Wir haben 2024 unsere beste Auslastung in der Geschichte generieren dürfen, was Ihre Aussage bestätigt. Weiter zeigen uns auch die Übernachtungszahlen von den Wochenenden ein gutes Verhältnis zwischen Seminar- und Wochenendgästen an. Dies deutet darauf hin, dass die Kartause Ittingen Resortcharakter bietet; die Gäste besuchen die Kartause, um dort Zeit zu verbringen – geschäftlich wie privat.
Die ausladende Anlage liegt direkt neben Frauenfeld und unweit von Zürich. Profitieren Sie von Tagesgästen?

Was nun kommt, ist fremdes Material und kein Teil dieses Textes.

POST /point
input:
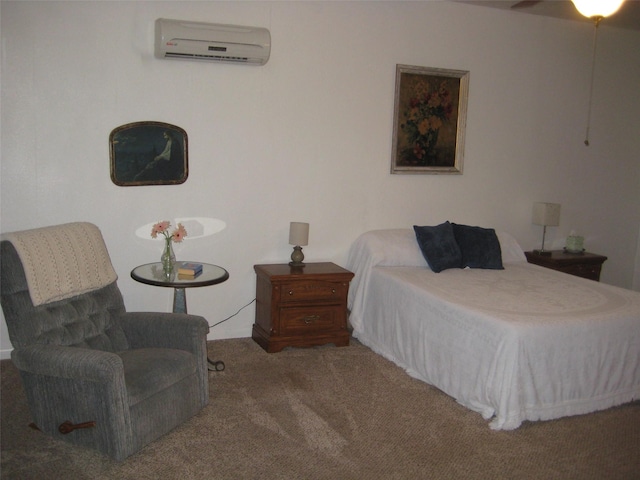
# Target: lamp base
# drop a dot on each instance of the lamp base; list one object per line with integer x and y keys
{"x": 296, "y": 257}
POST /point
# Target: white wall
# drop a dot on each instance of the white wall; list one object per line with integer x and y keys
{"x": 307, "y": 137}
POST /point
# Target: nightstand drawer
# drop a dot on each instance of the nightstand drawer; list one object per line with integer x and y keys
{"x": 315, "y": 291}
{"x": 585, "y": 264}
{"x": 301, "y": 320}
{"x": 591, "y": 272}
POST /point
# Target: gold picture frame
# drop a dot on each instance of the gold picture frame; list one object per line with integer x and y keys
{"x": 148, "y": 153}
{"x": 429, "y": 120}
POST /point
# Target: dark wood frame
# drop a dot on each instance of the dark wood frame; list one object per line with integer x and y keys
{"x": 429, "y": 121}
{"x": 138, "y": 154}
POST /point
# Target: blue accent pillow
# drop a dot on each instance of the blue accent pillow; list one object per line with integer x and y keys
{"x": 439, "y": 247}
{"x": 480, "y": 247}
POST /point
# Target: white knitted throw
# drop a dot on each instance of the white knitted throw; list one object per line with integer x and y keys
{"x": 63, "y": 261}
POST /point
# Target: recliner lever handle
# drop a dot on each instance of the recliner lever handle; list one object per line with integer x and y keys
{"x": 67, "y": 427}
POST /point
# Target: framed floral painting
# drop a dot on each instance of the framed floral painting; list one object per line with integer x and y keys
{"x": 429, "y": 120}
{"x": 148, "y": 153}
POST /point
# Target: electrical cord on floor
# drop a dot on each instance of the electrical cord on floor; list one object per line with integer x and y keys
{"x": 231, "y": 316}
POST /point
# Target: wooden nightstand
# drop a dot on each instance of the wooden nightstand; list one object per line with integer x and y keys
{"x": 587, "y": 265}
{"x": 301, "y": 306}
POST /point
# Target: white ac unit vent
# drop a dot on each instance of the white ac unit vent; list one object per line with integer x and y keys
{"x": 212, "y": 42}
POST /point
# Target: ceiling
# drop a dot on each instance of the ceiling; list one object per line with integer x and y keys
{"x": 627, "y": 17}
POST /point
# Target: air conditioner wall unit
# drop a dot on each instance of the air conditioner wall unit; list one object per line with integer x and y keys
{"x": 212, "y": 42}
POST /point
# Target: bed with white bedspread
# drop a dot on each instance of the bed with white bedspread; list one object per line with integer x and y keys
{"x": 522, "y": 343}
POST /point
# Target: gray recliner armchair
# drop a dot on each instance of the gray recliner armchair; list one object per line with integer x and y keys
{"x": 94, "y": 374}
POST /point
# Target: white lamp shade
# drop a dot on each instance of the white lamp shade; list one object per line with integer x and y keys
{"x": 298, "y": 233}
{"x": 546, "y": 214}
{"x": 597, "y": 8}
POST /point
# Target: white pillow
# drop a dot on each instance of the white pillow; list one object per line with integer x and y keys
{"x": 511, "y": 250}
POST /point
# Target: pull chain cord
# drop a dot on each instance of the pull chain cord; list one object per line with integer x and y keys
{"x": 596, "y": 21}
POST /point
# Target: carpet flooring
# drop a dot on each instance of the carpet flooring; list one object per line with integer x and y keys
{"x": 331, "y": 413}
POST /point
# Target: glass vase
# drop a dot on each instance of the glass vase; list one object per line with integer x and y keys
{"x": 168, "y": 258}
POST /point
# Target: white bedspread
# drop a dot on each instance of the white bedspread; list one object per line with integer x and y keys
{"x": 524, "y": 343}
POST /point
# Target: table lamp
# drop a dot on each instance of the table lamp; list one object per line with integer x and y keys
{"x": 298, "y": 236}
{"x": 547, "y": 215}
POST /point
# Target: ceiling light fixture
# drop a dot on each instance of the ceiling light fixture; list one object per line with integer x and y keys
{"x": 596, "y": 10}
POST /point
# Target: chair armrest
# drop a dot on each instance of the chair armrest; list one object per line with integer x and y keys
{"x": 69, "y": 362}
{"x": 164, "y": 330}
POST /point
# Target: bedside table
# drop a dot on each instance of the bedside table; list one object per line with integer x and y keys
{"x": 586, "y": 265}
{"x": 301, "y": 306}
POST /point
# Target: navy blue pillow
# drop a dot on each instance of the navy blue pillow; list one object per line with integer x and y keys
{"x": 480, "y": 247}
{"x": 439, "y": 247}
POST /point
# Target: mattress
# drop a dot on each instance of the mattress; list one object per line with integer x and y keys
{"x": 523, "y": 343}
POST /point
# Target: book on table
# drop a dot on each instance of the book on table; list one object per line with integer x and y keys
{"x": 190, "y": 269}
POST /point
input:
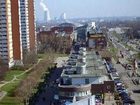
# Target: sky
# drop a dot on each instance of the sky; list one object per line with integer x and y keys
{"x": 89, "y": 8}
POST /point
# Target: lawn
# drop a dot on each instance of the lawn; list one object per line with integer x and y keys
{"x": 11, "y": 73}
{"x": 10, "y": 101}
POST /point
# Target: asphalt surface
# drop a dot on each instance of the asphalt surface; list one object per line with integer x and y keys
{"x": 47, "y": 96}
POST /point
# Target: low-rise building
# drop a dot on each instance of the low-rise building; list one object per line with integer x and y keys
{"x": 84, "y": 75}
{"x": 96, "y": 39}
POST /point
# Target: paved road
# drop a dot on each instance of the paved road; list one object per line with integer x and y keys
{"x": 51, "y": 88}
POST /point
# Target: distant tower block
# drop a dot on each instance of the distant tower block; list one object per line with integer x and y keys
{"x": 46, "y": 16}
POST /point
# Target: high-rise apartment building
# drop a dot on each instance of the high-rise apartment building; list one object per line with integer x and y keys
{"x": 17, "y": 30}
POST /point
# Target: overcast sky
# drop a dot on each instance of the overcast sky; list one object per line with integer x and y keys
{"x": 89, "y": 8}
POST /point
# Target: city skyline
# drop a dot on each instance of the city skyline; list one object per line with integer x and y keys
{"x": 89, "y": 8}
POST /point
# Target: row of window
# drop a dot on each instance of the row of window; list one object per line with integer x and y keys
{"x": 77, "y": 94}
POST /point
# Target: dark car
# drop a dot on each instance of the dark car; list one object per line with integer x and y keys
{"x": 128, "y": 101}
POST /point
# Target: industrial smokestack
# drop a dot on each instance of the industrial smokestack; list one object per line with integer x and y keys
{"x": 63, "y": 16}
{"x": 46, "y": 11}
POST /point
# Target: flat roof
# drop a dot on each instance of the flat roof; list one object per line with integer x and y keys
{"x": 94, "y": 67}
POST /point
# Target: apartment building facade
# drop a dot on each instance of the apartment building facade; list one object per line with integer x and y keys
{"x": 17, "y": 30}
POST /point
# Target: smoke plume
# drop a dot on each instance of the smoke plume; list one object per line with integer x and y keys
{"x": 46, "y": 10}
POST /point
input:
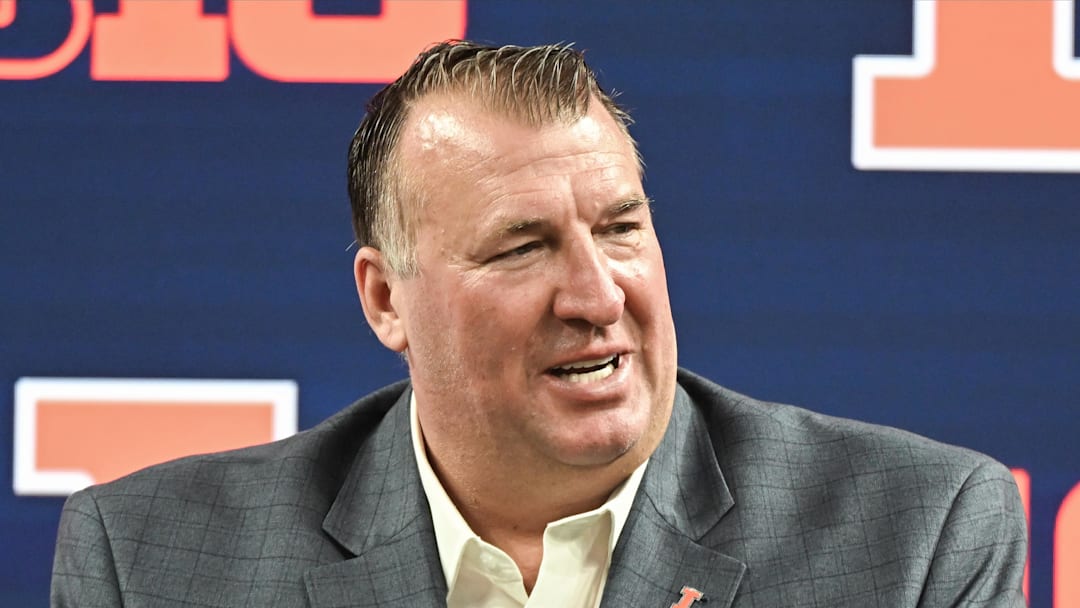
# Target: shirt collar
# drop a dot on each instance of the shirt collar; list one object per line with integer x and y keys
{"x": 453, "y": 532}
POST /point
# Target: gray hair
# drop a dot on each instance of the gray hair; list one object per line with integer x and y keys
{"x": 536, "y": 85}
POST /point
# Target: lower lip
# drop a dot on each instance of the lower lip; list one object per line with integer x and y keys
{"x": 609, "y": 388}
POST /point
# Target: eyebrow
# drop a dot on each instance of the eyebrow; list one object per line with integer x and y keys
{"x": 537, "y": 224}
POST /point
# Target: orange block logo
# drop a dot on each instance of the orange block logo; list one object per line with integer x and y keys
{"x": 75, "y": 432}
{"x": 991, "y": 85}
{"x": 175, "y": 40}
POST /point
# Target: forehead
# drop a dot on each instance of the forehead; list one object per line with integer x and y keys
{"x": 451, "y": 137}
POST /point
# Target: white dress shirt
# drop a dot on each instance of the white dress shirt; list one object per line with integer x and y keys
{"x": 577, "y": 550}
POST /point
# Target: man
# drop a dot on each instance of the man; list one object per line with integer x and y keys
{"x": 545, "y": 450}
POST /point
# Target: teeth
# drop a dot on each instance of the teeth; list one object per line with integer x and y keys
{"x": 592, "y": 376}
{"x": 583, "y": 364}
{"x": 597, "y": 369}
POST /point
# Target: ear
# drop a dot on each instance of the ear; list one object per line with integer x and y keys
{"x": 374, "y": 284}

Wir haben sehr viele Tagesgäste – kaum zeigt sich die Sonne, ist die Anlage und die Restaurantterrasse voll von Besuchern. Diese bestehen dann hauptsächlich aus Individualgästen beziehungsweise Kulturinteressierten.
Was sind die grössten Herausforderungen?
Die Stiftung Kartause Ittingen wurde vor knapp fünfzig Jahren gegründet, mit dem bis heute geltenden Geschäftsmodell. Dieses hat über lange Zeit sehr gut funktioniert, wobei die Kosten für den Unterhalt der Klosteranlage und die Mehrkosten für die Selbstversorgung durch die Gastronomie und Hotellerie getragen werden konnten. Aufgrund der immer höheren Personal-, Betriebs- und Unterhaltskosten wird es auch für uns immer schwieriger, rentabel zu bleiben. Gleichzeitig ist es für Grossinvestitionen an der Klosteranlage schwieriger geworden, Spenden zu sammeln.

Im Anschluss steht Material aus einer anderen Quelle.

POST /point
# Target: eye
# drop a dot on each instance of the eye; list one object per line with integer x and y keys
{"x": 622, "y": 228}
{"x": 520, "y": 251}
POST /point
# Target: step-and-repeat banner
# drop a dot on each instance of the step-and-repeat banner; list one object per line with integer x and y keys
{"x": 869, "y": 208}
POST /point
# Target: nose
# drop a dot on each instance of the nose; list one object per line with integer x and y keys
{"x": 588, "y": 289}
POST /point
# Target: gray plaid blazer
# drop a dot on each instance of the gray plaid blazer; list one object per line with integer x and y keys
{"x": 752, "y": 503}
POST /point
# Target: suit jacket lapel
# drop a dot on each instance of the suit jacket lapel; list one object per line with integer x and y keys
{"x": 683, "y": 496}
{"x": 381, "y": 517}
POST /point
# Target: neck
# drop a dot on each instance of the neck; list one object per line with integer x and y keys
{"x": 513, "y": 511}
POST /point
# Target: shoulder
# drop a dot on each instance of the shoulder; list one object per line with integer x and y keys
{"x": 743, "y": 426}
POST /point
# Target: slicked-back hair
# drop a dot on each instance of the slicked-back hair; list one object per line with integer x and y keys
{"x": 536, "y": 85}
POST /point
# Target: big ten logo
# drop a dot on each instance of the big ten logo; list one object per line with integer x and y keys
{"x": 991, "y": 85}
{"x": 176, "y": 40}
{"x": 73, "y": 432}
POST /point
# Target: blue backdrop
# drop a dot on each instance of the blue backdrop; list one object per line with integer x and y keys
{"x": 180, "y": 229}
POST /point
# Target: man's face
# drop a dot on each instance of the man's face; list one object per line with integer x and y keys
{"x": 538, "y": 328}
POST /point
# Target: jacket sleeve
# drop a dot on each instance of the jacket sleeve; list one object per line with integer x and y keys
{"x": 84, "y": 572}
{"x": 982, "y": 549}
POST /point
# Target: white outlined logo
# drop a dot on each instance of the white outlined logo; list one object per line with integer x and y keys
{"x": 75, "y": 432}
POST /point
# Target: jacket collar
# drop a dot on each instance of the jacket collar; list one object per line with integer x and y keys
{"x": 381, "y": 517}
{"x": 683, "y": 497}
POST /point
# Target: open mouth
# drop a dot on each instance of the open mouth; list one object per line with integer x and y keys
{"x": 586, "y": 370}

Aufgrund der immer höheren Personal-, Betriebs- und Unterhaltskosten wird es auch für uns immer schwieriger, rentabel zu bleiben.
Was ist Ihre Vision für die Kartause Ittingen?

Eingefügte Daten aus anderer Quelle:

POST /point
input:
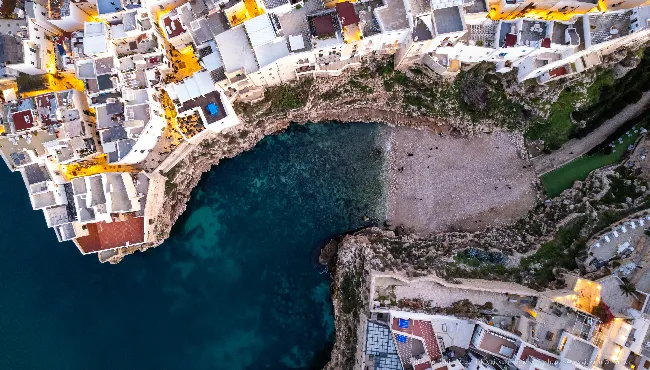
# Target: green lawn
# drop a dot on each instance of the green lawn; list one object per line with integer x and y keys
{"x": 556, "y": 181}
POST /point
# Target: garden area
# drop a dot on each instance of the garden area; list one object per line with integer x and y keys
{"x": 556, "y": 181}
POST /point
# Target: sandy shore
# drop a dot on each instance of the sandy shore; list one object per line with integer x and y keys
{"x": 442, "y": 183}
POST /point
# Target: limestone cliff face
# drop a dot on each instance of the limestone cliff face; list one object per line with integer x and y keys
{"x": 351, "y": 296}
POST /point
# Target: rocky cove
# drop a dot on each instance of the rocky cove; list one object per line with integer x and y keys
{"x": 376, "y": 249}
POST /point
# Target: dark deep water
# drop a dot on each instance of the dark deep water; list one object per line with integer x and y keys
{"x": 237, "y": 285}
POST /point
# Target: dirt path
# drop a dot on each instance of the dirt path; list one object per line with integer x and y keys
{"x": 437, "y": 183}
{"x": 577, "y": 147}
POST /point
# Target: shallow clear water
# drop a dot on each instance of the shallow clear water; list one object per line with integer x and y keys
{"x": 237, "y": 285}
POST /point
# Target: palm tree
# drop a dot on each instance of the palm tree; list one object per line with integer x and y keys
{"x": 627, "y": 288}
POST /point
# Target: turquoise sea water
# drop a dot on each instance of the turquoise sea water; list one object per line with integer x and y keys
{"x": 237, "y": 286}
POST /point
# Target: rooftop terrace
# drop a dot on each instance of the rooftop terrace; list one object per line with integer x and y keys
{"x": 608, "y": 26}
{"x": 393, "y": 16}
{"x": 448, "y": 20}
{"x": 532, "y": 32}
{"x": 109, "y": 235}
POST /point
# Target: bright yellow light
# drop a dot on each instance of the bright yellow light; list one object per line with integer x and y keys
{"x": 92, "y": 167}
{"x": 545, "y": 14}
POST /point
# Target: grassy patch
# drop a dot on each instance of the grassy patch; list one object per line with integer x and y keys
{"x": 558, "y": 180}
{"x": 559, "y": 252}
{"x": 556, "y": 130}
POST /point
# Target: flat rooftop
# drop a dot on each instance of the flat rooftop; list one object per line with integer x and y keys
{"x": 173, "y": 26}
{"x": 236, "y": 51}
{"x": 202, "y": 102}
{"x": 393, "y": 16}
{"x": 110, "y": 235}
{"x": 530, "y": 352}
{"x": 533, "y": 31}
{"x": 109, "y": 6}
{"x": 448, "y": 20}
{"x": 497, "y": 344}
{"x": 608, "y": 26}
{"x": 580, "y": 352}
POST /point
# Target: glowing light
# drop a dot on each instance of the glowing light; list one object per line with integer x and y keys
{"x": 92, "y": 167}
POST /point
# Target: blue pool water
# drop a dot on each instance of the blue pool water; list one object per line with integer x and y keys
{"x": 237, "y": 285}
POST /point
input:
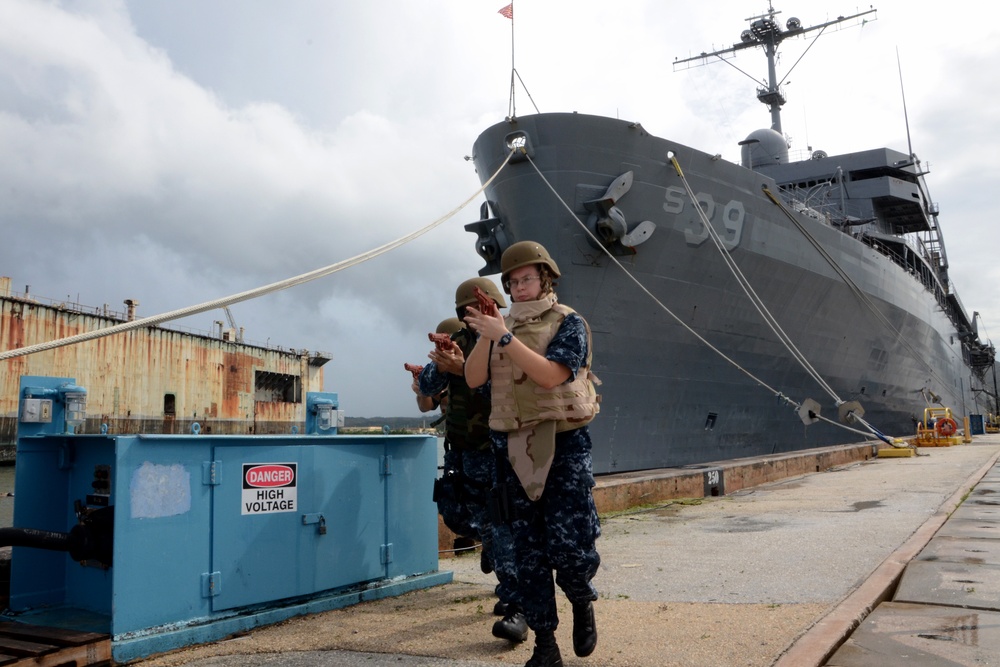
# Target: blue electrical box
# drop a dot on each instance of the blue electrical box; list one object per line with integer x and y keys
{"x": 212, "y": 535}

Das Modell der Kartause mit den gelebten klösterlichen Werten ist ein geniales Konzept, welches in seinen Grundstrukturen dem Zeitgeist entspricht. Meine Vision ist es, dass dieser Mehrwert weiterhin bei den Gästen Anklang findet und so auch finanziert werden kann. Dafür werden aber gewisse Weiterentwicklungen nötig sein.
Und was ist ihr persönlicher Ausgleich zum Arbeitsalltag?
Ausserhalb der Arbeitszeit geniesse ich die Zeit mit meiner Frau und unseren beiden Kindern. Sport ist mir auch wichtig: auf den Inline-Skates oder im Wildwasser finde ich den perfekten Ausgleich.
Stiftung Kartause Ittingen
Die Stiftung Kartause Ittingen, gegründet 1977, ist zu einem KMU herangewachsen und beschäftigt mittlerweile 180 Mitarbeitende in umgerechnet 140 Vollzeitstellen, 60 Erwachsene mit einer Beeinträchtigung und bildet 22 Lernende in acht verschiedenen Berufen aus. Zur Thurgauer Stiftung gehören ein Hotel mit Restaurant, verschiedene Seminarmöglichkeiten, ein Gutsbetrieb, Museen und Gärten. Die Kartause Ittingen war ursprünglich ein Augustinerkloster, wurde 1461 von den Kartäusern übernommen und auf ihre Bedürfnisse angepasst. Im Zuge der Säkularisierung ging sie 1848 in Privatbesitz über und wurde in einen landwirtschaftlichen Betrieb umgewandelt.